You know the optimal health care scenario right - everyone stays perfectly healthy until they drop over dead at 100 or something (like the One-Hoss Shay.) Could save us tons of money in taxes.

The number of viable stem cell lines certainly was never close to 100. Bush claimed there were 60, but very few people agreed with that. Never let it be said that Bush let science get in the way of policy.

Tommy Thompson estimates that there are 24 or 25. Others, such as scientists, estimate that there may be 12. http://news.bbc.co.uk/1/hi/sci/tech/1530874.stm

If you want to look at this from purely a technological standpoint, the US will fall far behind in what will be an incredibly lucrative area. Imagine how much money will be made by the company that can cure diabetes, Parkinsons or even paralysis.

However, we will all fall “far behind” in that the US is one of the world’s leaders in research and technology, and sitting on the sidelines means that we are not helping to advance the ball. Science is collaborative, and something that we might have said about our ongoing research at a conference would probably spark an idea in someone else’s mind that breaks the whole thing open. This move is incredibly devastating to the advance towards these cures.

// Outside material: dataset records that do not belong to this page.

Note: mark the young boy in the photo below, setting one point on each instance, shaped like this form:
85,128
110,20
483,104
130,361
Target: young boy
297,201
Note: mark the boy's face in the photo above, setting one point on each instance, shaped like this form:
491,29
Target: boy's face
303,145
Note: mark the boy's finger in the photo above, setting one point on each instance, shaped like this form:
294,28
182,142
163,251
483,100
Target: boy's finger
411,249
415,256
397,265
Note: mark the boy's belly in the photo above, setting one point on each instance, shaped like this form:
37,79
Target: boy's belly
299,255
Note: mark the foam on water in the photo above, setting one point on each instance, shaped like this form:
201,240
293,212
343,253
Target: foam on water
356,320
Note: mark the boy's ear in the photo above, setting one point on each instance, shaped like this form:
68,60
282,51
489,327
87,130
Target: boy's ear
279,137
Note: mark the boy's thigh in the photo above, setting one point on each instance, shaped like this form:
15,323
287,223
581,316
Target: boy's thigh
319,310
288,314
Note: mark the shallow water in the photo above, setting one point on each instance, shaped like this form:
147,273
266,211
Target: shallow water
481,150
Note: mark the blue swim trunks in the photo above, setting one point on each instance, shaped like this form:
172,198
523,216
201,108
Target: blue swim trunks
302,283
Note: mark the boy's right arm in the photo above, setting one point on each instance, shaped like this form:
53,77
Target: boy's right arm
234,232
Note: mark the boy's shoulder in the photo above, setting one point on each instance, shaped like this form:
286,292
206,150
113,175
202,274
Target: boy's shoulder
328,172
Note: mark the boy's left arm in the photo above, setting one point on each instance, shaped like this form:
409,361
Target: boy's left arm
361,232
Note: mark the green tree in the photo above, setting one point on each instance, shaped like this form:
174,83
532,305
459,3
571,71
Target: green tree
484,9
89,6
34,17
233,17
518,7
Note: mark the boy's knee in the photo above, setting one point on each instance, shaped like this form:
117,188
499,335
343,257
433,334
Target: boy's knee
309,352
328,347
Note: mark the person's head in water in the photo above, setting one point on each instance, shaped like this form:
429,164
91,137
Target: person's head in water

There is another problem with the “let them develop the technology.” Don’t forget that the Republicans not only want to prohibit therapeutic cloning, but they want to ban the importation of products derived from this procedure. If a cure is developed through this process, and the Republicans have their way, we will not be able to be cured, at least not here in the US. Do you think the medical systems of the rest of the world are ready for a migration of Americans to their countries for treatment. Is that what you want to have to do?

Here is the text of HR 534 which the US House passed. Fortunately, this language did not get through the Senate. Yet.

I think the issue here is patents. The first to research genuinely productive new fields usually yields a lot of intellectual property which is declared off-limits for at least 30 years to those wihtout a license to intrude upon that monopoly. Joining the race late tends to yield far less useful patents.